Tuesday, November 17, 2015

Fire in the Water

I rang my mate Seashell today and she said, whilst schlepping her seashells to sell, 'where did you go Sarah? It feels like you've dropped off.'
'I dunno,' I answered. 'I'm here. Where did I go?'

Broke is where I've gone. This is not an economic state that I entered into but a place, though the place is conducive to the former for voluntary inmates. I went to Broke to write a book about a man who lived here a long time ago. I'd been plotting my escape for about twelve months. I've since found out that I'm living on the same property as my subject, overlooking the estuary, watching for footprints, people or boats ... feeling like royalty in paradise and at the same time that senseless, timeless, 'why am I here why am I here why am I here why.' I have only myself, no powerful kingdoms or men to overcome, only myself in those hours when the silence falls so complete it feels like profound deafness and for the first time in my life I have heard my own tinnitus.

It's not all stasis, silence, netting mullet and existential crises though. I've been working on the final edit of my novel about the sealers and Aboriginal women who travelled from Bass Strait to King George Sound in 1826. Fremantle Press are publishing the book in the first week of July. Oh my fook. That means I have another week to get a final copy to the editor, who then sends it to the copy editors. Who then check it for mistakes and that's about it. I think it goes to print in January or February. That really is bloody it.

It has a title now.
Fire in the Water.
I love this title because it involves the one scene in the book when all is right with the world. William Hook, Moennan and the child are fishing at Waychinicup and they come across phosphorescence in the water. Moennan is standing, poling the boat across the shallows. All three see the lights coming up from the sea and know there is beauty in the world that transcends every trauma and brutality they have experienced in their short lives, if only in that moment.

This week, I think I may also have a job, as well as a title for my next book.
'But you've just written a doctorate!' my uni boss said today. 'Why are you pumping diesel and making coffee?'
Because I need to turn my hand to something other than the keyboard. Because I need income. Because no woman is an island. Because books don't pay. Because I would like someone other than pig shooters to talk to. Because.

Tuesday, November 3, 2015

Broke to Burswood



Oh, it is so tempting. The line I went straight from Broke to the Casino is just gagging for it. But that really is what happened. I drove from this:



to this. 



I’ve never been to the casino before but it was easy to find, rising over the skyline like a top-heavy cruise liner. Maybe a live sheep ship would be a more appropriate description, though it smelled a bit better.

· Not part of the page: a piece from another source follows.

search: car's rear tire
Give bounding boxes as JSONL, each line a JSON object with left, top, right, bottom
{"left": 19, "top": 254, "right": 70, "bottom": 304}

The contrast in habitats that bookended my day was extraordinary.
A smoking fire, several dogs, a riffling wind on the skin of the inlet, peppermint tree flowers dropping onto black earth like snow. Five black swans in a line on the water, the air spackling as they shattered the silence taking off, their strobe flash of white and black wings.

A car park patrolled by casino security and a man in hi-vis, shorts and joggers carrying a plastic bag, looking for cigarette butts. Then marble stairs and escalators and psychedelic carpets and lights and bouncers and pokies and high heels. A constant heart throb of music.

I was lured to this fresh heterotopia as a story teller for the opening of the national seafood industry conference. That was the cool bit about being in the casino, because just about everyone at the conference were fisher folk and as I read from my book, I could almost hear their nods and smiles. They totally got what I was saying. Later I met Tasmanian lobster men (who complained about the seals), American and Indian delegates checking out the Australian commercial fishing scene, women-in-fishing advocates (who complained about the seals), South Australian crabbers, a vet nurse (husband to a fisherman who complained about the seals but wanted to protect them herself) and industry groups including the government fisheries mob (who complained, tinged with a grudging respect, about my old boss).

“They get a bit rowdy,” said K, who’d spent twelve months organising the event, “because they haven’t seen each other for ages. This is about the only time they get together.” And she was right. It was raucous, warm and collegial. After all that I drove to my daughter’s new house. Well, that’s a detour around the truth because I did get lost in the boondocks for an hour or so. Then I fell into a mattress on the floor and woke up the next morning to Pearlie and Gracie.

Gracie, ahh Gracie, grown so robust and talkative … I feel that generational heart skip when I look at my granddaughter. This child is of my own ilk, I think. She knows me. I know her. She is nearly three. I understand her moments of fury and cackling hilarity, her curiousity, aloofness and generosity.
“Nanna Sairwa,” she said, pointing to my tree necklace. “Can I put it on me?”